Validation and Benchmarks
How Protostar AI proves its privacy guarantees
Last updated: June 29, 2026. This report is kept deliberately honest. We state what is measured (real corpus or synthetic, open or access-gated, and which categories), and we do not claim certifications or perfect detection. Every detection number below is reproduced by an automated test suite.
The guarantee: what is genuinely 100%
De-identification recall on real free text is never perfect for any system, and any vendor who claims otherwise is overstating. Protostar’s safety does not depend on perfect detection. It rests on fail-closed architecture, and these results are genuinely 100% or 0%:
- Zero external egress for regulated (C1) data. Architecturally guaranteed, not dependent on detection. Proven by a test that disables detection entirely: regulated data still never reaches an external model. The no-egress posture is verified on live infrastructure (no outbound route).
- 159 of 159 automated tests passing.
- 2,000-request Monte Carlo simulation: 100% pass (regulated data never leaves, real values are restored inside the boundary, the tamper-evident audit chain verifies).
- Synthetic de-identification corpus: 100% recall, 100% fully masked.
Our claim is “100% of regulated data stays inside your boundary,” never “100% of identifiers detected.” Detection is defense in depth on top of the guarantee.
Detection results (open, published corpora)
Detection has two parts that perform very differently, and we report both honestly. Entity-level recall is the safety metric: a missed identifier is a potential leak. These run on public corpora and are reproducible.

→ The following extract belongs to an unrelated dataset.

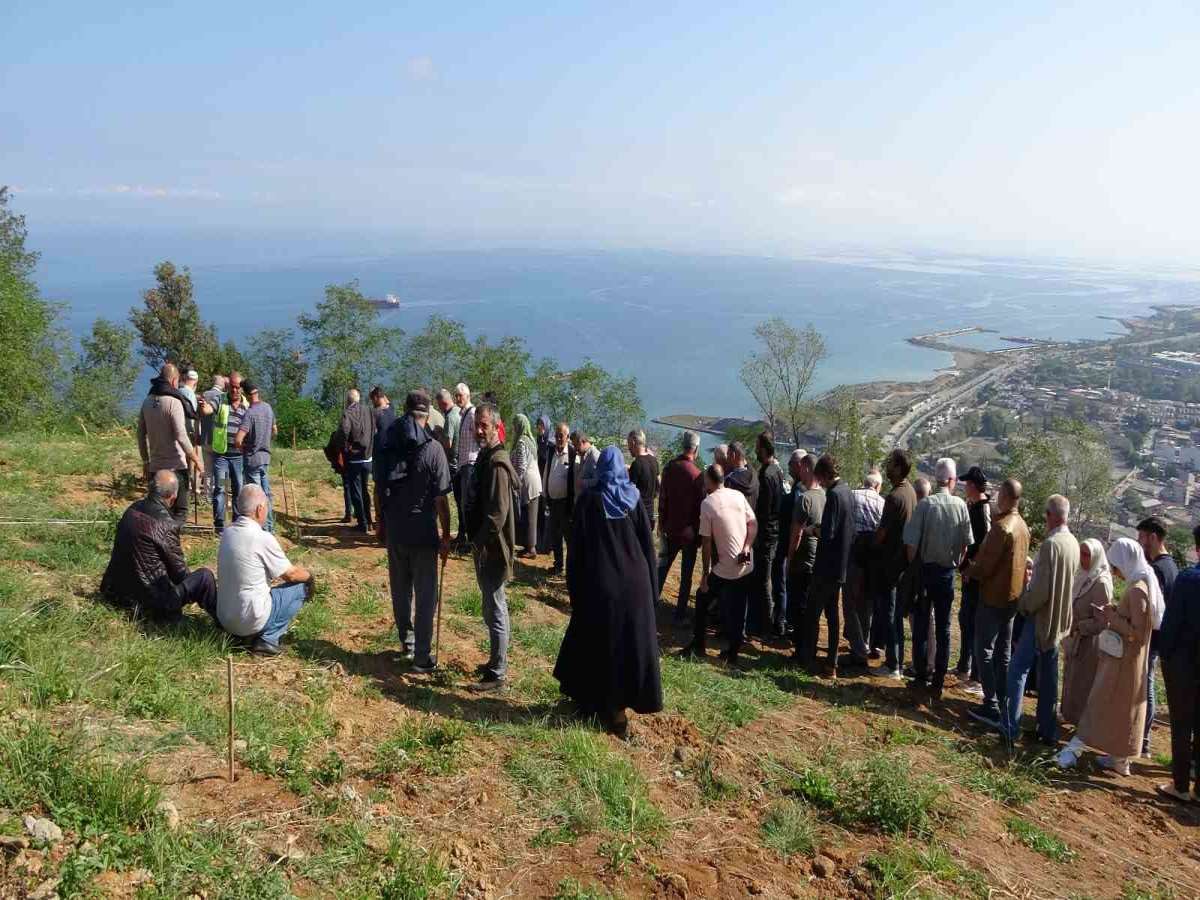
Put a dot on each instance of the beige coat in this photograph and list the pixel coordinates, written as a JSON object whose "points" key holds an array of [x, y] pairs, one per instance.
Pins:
{"points": [[1115, 717], [1079, 652]]}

Deterministic identifiers: about 100%
Structured identifiers are matched by exact patterns, so recall is effectively complete. Across the clinical (ASQ-PHI) and legal (TAB) corpora these run at or near 1.00:
| Identifier | Recall |
|---|---|
| Social Security numbers | ~1.00 |
| Phone numbers | ~1.00 |
| Email addresses | ~1.00 |
| Dates | 1.00 |
| Account and record numbers (patterned) | ~1.00 |
Free-text entities: at the published state of the art
Names, organisations, and locations live in free text and need named-entity recognition. No de-identification system reaches 100% here: the published state of the art on these corpora is about 0.96 to 0.98, and even the human annotators who built them do not agree 100% with each other. With the transformer model our targeted categories sit at the top of that range on real legal text (TAB):
| Category | Recall |
|---|---|
| Names | 0.96 |
| Locations and facilities | 0.96 |
| Organisations | 0.95 |
On the clinical corpus (ASQ-PHI) names run near 1.00. Overall corpus recall, counting every category including ones outside PHI scope such as legal case codes and monetary amounts: TAB 0.83, ASQ-PHI 0.93, Gretel 0.83; ai4privacy targeted classes strong (SOCIALNUMBER 0.97, URL 1.00).

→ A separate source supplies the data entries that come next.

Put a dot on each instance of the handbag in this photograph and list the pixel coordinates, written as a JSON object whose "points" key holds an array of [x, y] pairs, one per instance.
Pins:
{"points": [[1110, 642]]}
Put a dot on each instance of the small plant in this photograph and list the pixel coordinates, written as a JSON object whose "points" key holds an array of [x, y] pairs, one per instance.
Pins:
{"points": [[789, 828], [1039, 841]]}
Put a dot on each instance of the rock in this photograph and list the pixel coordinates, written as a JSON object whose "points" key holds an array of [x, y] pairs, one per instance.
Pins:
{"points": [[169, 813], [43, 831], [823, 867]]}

We target every identifying category and prioritise recall over precision: over-redaction only costs utility and is recovered inside the boundary, while a missed identifier is a leak.
Why not 100%?
Detection recall on real free text cannot be 100% for any system. A tool that claims it is either masking everything, which destroys utility, or measuring against a gold standard it overfits. That is why the 100% we stand on is the structural guarantee at the top of this report: regulated data never leaves your boundary, regardless of detection. Detection is defense in depth on top of it.
Access-gated benchmarks (run on credential)
The canonical clinical de-identification corpora require a data-use agreement. Our loaders are built and tested, and we run them the moment access is granted. We do not claim these results until they are produced on the real corpus.
| Benchmark | Source | Published bar | Status |
|---|---|---|---|
| i2b2 / n2c2 2014 | Harvard / UTHealth | about 0.96 F1 (top systems) | Loader ready; pending data-use agreement |
| MIMIC de-identification | MIT / PhysioNet | about 0.97 recall | Loader ready; pending credentialed access |
Methodology
- Entity-level precision, recall, F1 and F2 with overlap matching, following the i2b2 / UTHealth 2014 (n2c2) shared task, the Text Anonymization Benchmark, and Microsoft Presidio evaluation guidance.
- Recall is the headline safety metric. Precision is reported on the categories each benchmark actually annotates, so masking a category a corpus does not label (for example ages, which HIPAA Safe Harbor does not treat as identifiers) is not scored against us.
- Detection combines deterministic patterns with named-entity recognition. The transformer model is the reference and the target for the production tier.
Standards
Protostar AI is designed to HIPAA, SOC 2, ISO/IEC 42001 and 27001, IEC 62304, ISO 14971, and MiFID II RTS 6 controls, and operates under Business Associate Agreements for regulated data.